Hawks, who grew up in South Burlington, Vt., was an engineering student at the University of Vermont. He studied during the summer and fall semesters in order to pursue skiing full-time by winter. Earlier this season, he signed a professional contract with the Blizzard/Technica pro team. This winter, he was living in a van traveling to all Freeskiing World Tour Stops with the Green Mountain Freeride crew.

“He had a good head about him as far as skiing was concerned. What he did at the comp wasn’t outside his limits. He had been training really hard this fall,” said Tatsuno. “And it wasn’t just the skiing that drove him—it was about the community and being part of that and living in a van with Lars and Silas [Chickering-Ayers] and going to the Freeskiing World Tour comps. … The Green Mountain Freeride crew built something basically out of nothing. They said, ‘Hey, we’re going to represent the east coast,’ and now Lars is basically now winning the Freeride World Tour and they’re all on the rise.”

“Frank Shine described a trip [to Portillo] where Hawks was sick as a dog for most of the trip,” continued Tatsuno. “But even though he was sick as he was, he was out everyday smiling and there was nothing that was going to bring him down. Because when you run into Ryan, you just feel welcome—then a bear hug.”

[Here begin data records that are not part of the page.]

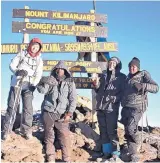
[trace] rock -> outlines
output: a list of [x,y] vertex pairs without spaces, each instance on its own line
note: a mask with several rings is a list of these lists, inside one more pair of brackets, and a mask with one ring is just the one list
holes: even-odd
[[160,136],[160,127],[149,127],[152,134]]
[[142,153],[140,153],[140,161],[151,161],[157,159],[157,149],[149,144],[143,143]]
[[35,137],[26,140],[15,133],[10,140],[2,142],[2,154],[3,161],[8,162],[44,162],[40,141]]
[[84,137],[82,137],[81,135],[77,135],[77,134],[71,132],[70,138],[72,140],[72,142],[71,142],[72,149],[76,149],[78,147],[83,147],[85,145]]
[[118,128],[118,137],[119,137],[119,144],[124,144],[124,130],[122,128]]
[[153,132],[151,134],[146,134],[144,142],[157,149],[157,158],[160,159],[160,137],[157,134],[155,134],[155,130],[154,134]]
[[78,122],[77,126],[81,129],[81,133],[89,139],[92,139],[94,141],[99,140],[99,135],[87,124],[83,122]]
[[78,110],[75,110],[76,113],[76,122],[83,122],[84,121],[84,115],[80,113]]
[[160,141],[152,144],[152,146],[157,149],[157,158],[160,159]]
[[158,149],[157,158],[160,159],[160,148]]
[[84,117],[84,122],[85,123],[89,123],[89,122],[92,122],[92,114],[90,111],[87,111],[86,112],[86,115]]
[[76,133],[77,135],[82,135],[82,132],[81,132],[81,129],[80,129],[80,128],[76,128],[76,129],[75,129],[75,133]]
[[[93,153],[101,151],[99,126],[95,110],[92,111],[91,101],[88,98],[80,97],[81,105],[75,111],[71,123],[71,147],[72,162],[89,162]],[[94,113],[94,115],[92,114]],[[18,117],[18,116],[17,116]],[[2,116],[4,118],[4,116]],[[20,118],[18,118],[19,121]],[[18,124],[18,123],[17,123]],[[40,132],[37,123],[33,123],[34,136],[43,141],[43,132]],[[91,126],[91,127],[90,127]],[[17,128],[17,127],[15,127]],[[43,128],[43,126],[42,126]],[[140,153],[141,161],[153,161],[160,159],[160,128],[149,128],[151,133],[143,130],[143,149]],[[124,126],[118,123],[118,136],[121,147],[124,145]],[[11,134],[11,139],[2,142],[2,162],[44,162],[43,142],[37,138],[25,140],[20,135]],[[59,142],[55,140],[56,159],[61,160],[62,152]],[[96,151],[96,152],[95,152]],[[124,152],[127,153],[127,152]],[[113,162],[112,160],[103,160]]]
[[143,134],[144,142],[149,143],[150,145],[160,142],[160,137],[155,134]]
[[72,162],[89,162],[89,158],[90,154],[82,148],[77,148],[72,152]]
[[87,110],[92,110],[92,102],[87,97],[77,95],[77,101],[78,101],[78,105],[82,105],[83,107],[86,107]]
[[92,139],[85,139],[85,147],[89,150],[94,150],[96,143]]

“The biggest loss is he cared so much for the community,” Tatsuno said. “He was judging the Junior Freeskiing Tour and he wanted to make it safe on the competitive side. That’s what he was working for.”

“I don’t know if anyone knows what to think about this one,” Tatsuno continued. “I wasn’t out there, but at the same time, everyone left the comp [at Kirkwood] and thought he was being taken care of. With Johnny Nicoletta’s fall, we saw him tumble through rocks. But I don’t know what to take away from this one. It was variable conditions. It wasn’t a five foot powder day—it was the day after a five foot powder day. And wind had been there. And to see what happened with that, either bonding the snow or sending it somewhere else… It’s crazy shit; intense, man. Those are the variables that make our sport so amazing. It’s what makes it feel so free. We’d all be in the park and pipe if we needed that consistency, but we don’t search for that—we look for the variables, and trying to figure it out.”